Can a handful of students make a difference in the lives of thousands — or even hundreds of thousands — of people halfway around the globe? They can if they’re members of the Trans-Global Executive MBA (T-GEMBA) program at Saint Mary’s College. Two recent projects demonstrate the reach of the program.
In the Philippines, a Saint Mary’s team stepped in to save the Livelihood and Enterprise Development Center (LEDC), which assists thousands of poor clients by providing business loans as low as $10. LEDC calls itself “The Lender with a Heart,” but it was “hemorrhaging cash,” said Shyam Kamath, associate dean of Saint Mary’s Graduate Business global programs and founding director of T-GEMBA. “People were taking the money and absconding.”
Partnering with the business school at De La Salle University, Dasmariñas, the Saint Mary’s team suggested that the organization shift from a nonprofit model to a bank-led model, developed a cash management system and recommended strategies to put the organization on the road to solvency. Team member Barbara Norkus said,
“Five people, my wonderful team, made a real difference with LEDC through our research. It was a once-in-a-lifetime experience, and I was 62 years old!”

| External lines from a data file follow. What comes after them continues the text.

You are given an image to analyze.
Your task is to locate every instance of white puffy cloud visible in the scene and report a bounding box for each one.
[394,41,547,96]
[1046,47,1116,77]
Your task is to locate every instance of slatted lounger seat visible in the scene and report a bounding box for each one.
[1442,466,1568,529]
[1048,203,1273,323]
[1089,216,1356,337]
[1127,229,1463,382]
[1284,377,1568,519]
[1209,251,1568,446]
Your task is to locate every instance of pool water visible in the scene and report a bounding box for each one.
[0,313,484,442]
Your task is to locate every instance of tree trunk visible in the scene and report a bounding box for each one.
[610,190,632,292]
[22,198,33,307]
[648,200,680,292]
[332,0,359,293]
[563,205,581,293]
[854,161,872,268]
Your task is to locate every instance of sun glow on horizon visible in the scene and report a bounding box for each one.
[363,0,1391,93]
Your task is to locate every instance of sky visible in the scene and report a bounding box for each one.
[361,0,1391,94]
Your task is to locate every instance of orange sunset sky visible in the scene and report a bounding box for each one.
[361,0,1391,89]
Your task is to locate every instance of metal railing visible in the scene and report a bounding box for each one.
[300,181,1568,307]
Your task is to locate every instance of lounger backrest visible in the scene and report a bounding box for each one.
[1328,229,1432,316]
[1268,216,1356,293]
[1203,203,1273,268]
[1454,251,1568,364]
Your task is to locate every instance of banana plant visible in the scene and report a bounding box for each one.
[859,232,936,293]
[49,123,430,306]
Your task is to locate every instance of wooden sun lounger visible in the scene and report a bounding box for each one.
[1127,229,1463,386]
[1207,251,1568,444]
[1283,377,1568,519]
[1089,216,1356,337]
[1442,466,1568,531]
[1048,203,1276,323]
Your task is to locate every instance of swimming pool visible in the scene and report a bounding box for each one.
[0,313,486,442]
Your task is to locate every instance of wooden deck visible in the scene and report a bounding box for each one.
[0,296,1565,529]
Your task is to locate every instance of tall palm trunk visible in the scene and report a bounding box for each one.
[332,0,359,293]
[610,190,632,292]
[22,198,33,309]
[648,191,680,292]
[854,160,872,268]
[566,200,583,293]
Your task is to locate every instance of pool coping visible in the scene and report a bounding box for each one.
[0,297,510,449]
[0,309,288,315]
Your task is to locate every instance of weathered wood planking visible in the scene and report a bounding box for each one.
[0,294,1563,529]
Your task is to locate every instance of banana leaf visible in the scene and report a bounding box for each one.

In India, students worked with a nonprofit organization called Mobile Creches, which provides education and health services for children of migrant laborers. Over the past 40 years, it has helped improve the lives of more than 600,000 poor, malnourished and illiterate children. Mobile Creches asked Saint Mary’s to help identify better service models so it could partner with and possibly reform the Indian government’s Integrated Child Development Services (ICDS) program, which is riddled with corruption.
One of the team members, Dr. Saowarut Kittimongcolporn, used her own funds to travel to India, Vietnam, the Philippines and Thailand and survey more than 400 people to identify model programs. With the input from the Saint
Mary’s College students, Mobile Creches hopes to eventually scale up its work in partnership with the ICDS to serve 30 million poor children.
“We can get involved, but it’s a drop in the ocean,” said Kamath. “If we can provide institutional structures, we can make a real impact.”